There also is a non-genetic type of EB, called epidermolysis bullosa acquisita, which is caused by the immune system mistakenly attacking the body’s own tissues.

There are four major types of EB based on the site of blister formations within the skin layers: Epidermolysis bullosa simplex (EBS), junctional EB (JEB), dystrophic EB (DEB), and Kindler syndrome.

Within each type, there are many subtypes. To date, researchers have recognized more than 30 EB subtypes, which vary in the severity of symptoms, ranging from mild to severe. The presentation and severity of EB are affected by the specific genetic defects causing the disease, and can be difficult to classify.

Epidermolysis bullosa simplex (EBS)

In this type, blistering occurs in the upper layer of the skin called the epidermis. It is characterized by a lack of adhesion of the skin directly above the basement membrane (the basal layer). EBS is the most common type of EB, accounting for 70 percent of cases. EBS is generally milder than other types of EB, although the blistering is painful and easily compounded by rubbing.

EBS usually is inherited in an autosomal dominant manner, meaning that a defective gene inherited from a parent is enough to develop the condition.

The blistering may develop either on hands or feet (localized EBS) or all over the body (generalized EBS).

Junctional epidermolysis bullosa (JEB)

In this type, blistering occurs in a skin layer called the lamina lucida within the basement membrane zone, which is situated at the junction between the epidermis (upper layer of the skin) and the dermis (lower layer). JEB is the most severe type of EB and accounts for about 5 percent of cases.

Like EBS, JEB also is inherited in an autosomal recessive manner. However, the condition develops only when the defective gene is inherited from both parents who are EB carriers but do not show any symptoms themselves.

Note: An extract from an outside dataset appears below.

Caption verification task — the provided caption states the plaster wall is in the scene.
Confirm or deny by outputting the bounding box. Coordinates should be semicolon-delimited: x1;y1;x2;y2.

JEB exists in three forms: Herlitz JEB, a very severe form of EB that can cause serious blistering internally and externally, and is often deadly within early years of life; non-Herlitz JEB, where blistering may be mild or severe, but can cause life-long pain and be disabling; and JEB with associated pyloric atresia, a severe form that affects both the skin and digestive tract.

Dystrophic epidermolysis bullosa (DEB)

In this type, blistering occurs in the lamina densa, which is a component of the basement membrane zone between the lamina lucida and the underlying dermis of the skin. DEB accounts for about 25 percent of cases. DEB is characterized by the scarring of the healed wounds, resulting in contraction of the joints, fusion of the fingers and toes, contraction of the mouth membranes, and narrowing of the esophagus.

It may be inherited in a recessive or dominant manner.

DEB inherited in a dominant manner is often the less severe form. But severity can increase with age due to scarring, contraction and damage to skin tissue.

The recessive form of DEB is more severe, and patients are at a high risk of developing squamous cell carcinoma (an aggressive type of skin cancer).

Kindler syndrome

In this type of EB, blistering may occur at multiple levels within the basement membrane zone, or in skin layers beneath it.

This syndrome is rare within this disease, and characterized by blisters on the hands and feet, altered skin coloring, and damage to the inner lining of areas such as the mouth, intestines, or eyes.

Epidermolysis bullosa acquisita (EBA)

EBA is a non-genetic autoimmune disease, caused by the development of antibodies (proteins that attack foreign substances) against type VII collagen, an essential skin protein. An examination of skin blisters will show antibodies deposited in the basement membrane between the epidermis and dermis. This form of EB is very rare, is not inherited, and usually develops during adulthood.